We state workers have been given these things called PLP days this year, which stands for Personal Leave Program. PLP days (we no longer call them "furlough" days) are the result of this year's budget crunch. Some workers, like me, are lucky -- or unlucky -- enough to have our yearly move up the pay scale coincide with the first month of California's fiscal year, and so our annual raise is absorbed by our annual cut in pay. In one bureaucratic motion, the state gives, and the state takes away. Good news: no net pay cut. Bad news: no raise.
And I know I shouldn't complain. I am fortunate to be employed, even if it may not be for much longer. I know that the monthly PLP day is not technically a pay cut, because we get one day off in exchange for a nearly 5 percent reduction in pay, but most of us would rather work that day and have a full paycheck, mainly because the bills we have to pay do not take a PLP day. In the past, we have been given three furlough days each month, which roughly came out to a 15 percent pay cut. A lot of workers saved up their furlough days, or just weren't able to get away from their jobs to use the time off, so the little twist of the fiscal knife this year is that a worker must take that PLP during the month it is earned, or else lose it.
We are now mandated, I suppose, to take a vacation day every month.
Americans are not very adept at vacationing, because we often don't take our earned time off. About 226 million vacation days went unused in 2011, with 57 percent of workers sitting on unused vacation time at the end of the year. We may worry that we can't afford to spend money on a vacation, or we may feel insecure about our jobs: If we ask for vacation time, we may be next on the list to be downsized. If we do get away, we often take work along with us. If work virtually accompanies us, that is not a real vacation.
When we do use our time, a study by the Bureau of Labor Statistics has found that an average day off for Americans mostly involves sleep. We spend 9.5 hours sleeping, followed by 6.5 hours of relaxing, gaming, socializing, and/or watching TV. We use 2.5 hours on practical things like cooking, cleaning, paying bills, doing housework, or repairing things. We spend 1.5 hours eating. The few hours left are for shopping, volunteering, grooming, and lesser tasks known as "other." Combining usefulness and frivolity, a typical day off describes a monthly PLP day.

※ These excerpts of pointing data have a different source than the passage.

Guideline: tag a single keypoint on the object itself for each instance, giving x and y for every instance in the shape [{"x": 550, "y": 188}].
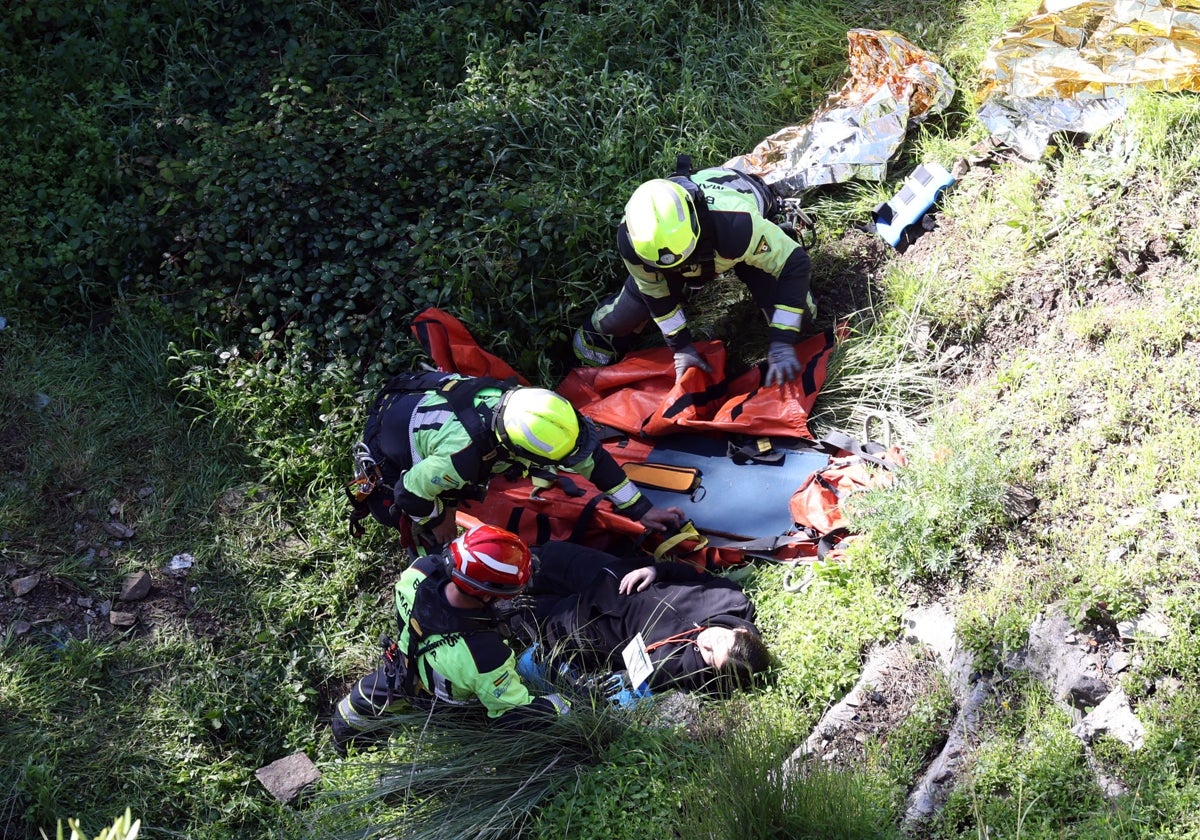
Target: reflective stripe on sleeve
[
  {"x": 353, "y": 719},
  {"x": 672, "y": 322},
  {"x": 624, "y": 493},
  {"x": 786, "y": 318}
]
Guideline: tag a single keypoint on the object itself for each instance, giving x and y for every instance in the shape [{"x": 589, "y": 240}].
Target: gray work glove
[
  {"x": 689, "y": 357},
  {"x": 781, "y": 364}
]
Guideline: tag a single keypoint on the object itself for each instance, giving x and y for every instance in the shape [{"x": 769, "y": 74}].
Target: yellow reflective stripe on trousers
[
  {"x": 672, "y": 322},
  {"x": 786, "y": 318}
]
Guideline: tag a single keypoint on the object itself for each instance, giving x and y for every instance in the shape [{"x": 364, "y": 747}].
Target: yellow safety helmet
[
  {"x": 661, "y": 223},
  {"x": 543, "y": 427}
]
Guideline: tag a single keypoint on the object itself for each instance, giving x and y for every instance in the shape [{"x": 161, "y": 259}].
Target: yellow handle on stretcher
[{"x": 664, "y": 477}]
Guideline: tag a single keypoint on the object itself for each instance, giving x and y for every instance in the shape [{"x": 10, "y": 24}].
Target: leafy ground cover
[{"x": 1045, "y": 334}]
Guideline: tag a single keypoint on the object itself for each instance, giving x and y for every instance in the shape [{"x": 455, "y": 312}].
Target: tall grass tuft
[
  {"x": 447, "y": 777},
  {"x": 747, "y": 793}
]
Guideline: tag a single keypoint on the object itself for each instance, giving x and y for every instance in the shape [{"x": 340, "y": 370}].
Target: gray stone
[
  {"x": 136, "y": 587},
  {"x": 288, "y": 777},
  {"x": 23, "y": 586},
  {"x": 1115, "y": 719},
  {"x": 1119, "y": 661},
  {"x": 1067, "y": 670},
  {"x": 1087, "y": 693},
  {"x": 123, "y": 619},
  {"x": 118, "y": 529}
]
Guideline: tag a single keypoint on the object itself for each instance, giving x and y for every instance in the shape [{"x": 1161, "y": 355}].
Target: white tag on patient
[{"x": 637, "y": 661}]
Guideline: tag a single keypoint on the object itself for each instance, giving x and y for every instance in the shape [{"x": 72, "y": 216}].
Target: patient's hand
[{"x": 637, "y": 580}]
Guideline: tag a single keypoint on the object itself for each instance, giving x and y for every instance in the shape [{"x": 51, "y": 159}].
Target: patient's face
[{"x": 714, "y": 646}]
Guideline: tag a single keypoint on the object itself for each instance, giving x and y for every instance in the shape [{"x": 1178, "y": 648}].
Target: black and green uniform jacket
[
  {"x": 447, "y": 465},
  {"x": 461, "y": 658},
  {"x": 741, "y": 234}
]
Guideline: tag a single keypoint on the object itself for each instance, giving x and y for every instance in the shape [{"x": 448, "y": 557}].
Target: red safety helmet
[{"x": 490, "y": 561}]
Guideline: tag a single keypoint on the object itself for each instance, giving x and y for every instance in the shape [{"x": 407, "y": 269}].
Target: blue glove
[
  {"x": 616, "y": 690},
  {"x": 781, "y": 364},
  {"x": 688, "y": 358},
  {"x": 533, "y": 671}
]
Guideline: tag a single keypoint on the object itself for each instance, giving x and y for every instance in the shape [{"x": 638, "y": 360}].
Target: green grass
[{"x": 237, "y": 454}]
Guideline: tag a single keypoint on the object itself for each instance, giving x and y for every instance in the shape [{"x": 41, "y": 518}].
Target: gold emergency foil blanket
[
  {"x": 1071, "y": 65},
  {"x": 856, "y": 132}
]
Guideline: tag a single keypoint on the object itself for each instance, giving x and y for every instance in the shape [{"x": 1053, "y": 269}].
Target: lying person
[{"x": 697, "y": 628}]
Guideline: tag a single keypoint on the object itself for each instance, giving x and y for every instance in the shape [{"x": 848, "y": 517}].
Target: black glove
[{"x": 689, "y": 357}]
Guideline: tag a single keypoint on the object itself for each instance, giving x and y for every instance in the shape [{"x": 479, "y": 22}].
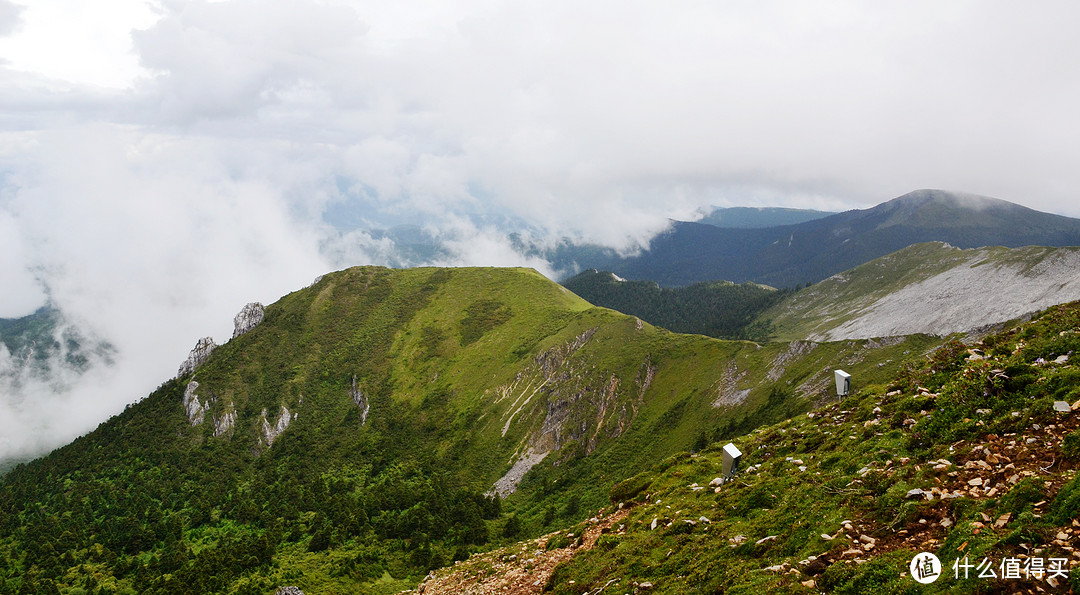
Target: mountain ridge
[{"x": 346, "y": 443}]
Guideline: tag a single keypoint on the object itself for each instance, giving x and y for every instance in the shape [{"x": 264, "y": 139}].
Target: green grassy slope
[
  {"x": 718, "y": 309},
  {"x": 408, "y": 394}
]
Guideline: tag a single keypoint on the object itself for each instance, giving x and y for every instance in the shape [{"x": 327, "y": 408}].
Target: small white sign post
[{"x": 842, "y": 383}]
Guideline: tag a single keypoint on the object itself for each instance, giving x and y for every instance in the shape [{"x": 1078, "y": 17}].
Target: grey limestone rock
[
  {"x": 247, "y": 319},
  {"x": 360, "y": 400},
  {"x": 198, "y": 355}
]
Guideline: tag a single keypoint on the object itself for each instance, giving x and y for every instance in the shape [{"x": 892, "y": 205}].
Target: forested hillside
[{"x": 790, "y": 256}]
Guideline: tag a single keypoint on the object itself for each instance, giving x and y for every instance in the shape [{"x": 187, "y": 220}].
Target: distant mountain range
[
  {"x": 793, "y": 255},
  {"x": 756, "y": 217},
  {"x": 359, "y": 436},
  {"x": 931, "y": 287}
]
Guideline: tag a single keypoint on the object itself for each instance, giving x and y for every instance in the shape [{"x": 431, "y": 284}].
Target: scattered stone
[{"x": 248, "y": 318}]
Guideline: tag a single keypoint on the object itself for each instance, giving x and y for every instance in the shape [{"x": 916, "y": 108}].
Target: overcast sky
[{"x": 163, "y": 163}]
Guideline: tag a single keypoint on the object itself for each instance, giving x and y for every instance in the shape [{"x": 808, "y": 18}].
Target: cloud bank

But I decided that if I just add the letter "o," my PLP day becomes a PLoP day, which gives me permission to plop somewhere -- a couch, a lawn chair, a blanket on the grass, or even remaining in bed -- and do the kinds of things that you can only do when you are plopped somewhere. Today, for example, I plopped for several hours with a cup of coffee and a detective novel. I may spend some time later plopped on my laptop or phone to catch up with friends and family. Plopping encompasses non-essential, that is to say, fun things I've been meaning to do.
If I get in the car, I can plop myself at Starbucks, or the movie theater, or any other place of sedentary leisure. Errands and other missions of purpose, however, are anti-plopping, and are thereby forbidden on a PLoP day. If everyone I know thinks I am at work, I can put on sunglasses and spend my PLoP day incognito. Pay no attention to that woman you see plopping.
My PLoP day may involve physical exertion, but only the elective kind: a hike, or a bike ride, or a walk not dictated by my dogs. (The dog walk is a daily, mandatory task, if you ask the dogs, which I don't.) Exercise such as scrubbing the kitchen floor or rearranging the garage is not PLoP-worthy activity. Volunteering on a PLoP day is tricky, because although it is beneficial to help others and give of our time, the PLoP-day volunteering commitment is only permissible if freely chosen and free of stress.
Since my PLoP day is a normal working day for most other people, I can luxuriate in self-centered PLoP choices. If, in the middle of doing nothing productive, my brain starts to fret about deep cleaning the bathroom or balancing the checkbook, I simply remind my brain: "Hey, we're plopping here."
I invoke the spirit of my departed dad in defense of the PLoP day. He used to lie in the sun and, as he described it, "think about nothing." My mother insisted that it was impossible to think about nothing. But I am suspecting, with the help of PLoP days, that it's possible. What's more, it's good for body and soul. Turns out a day of nothing is really something.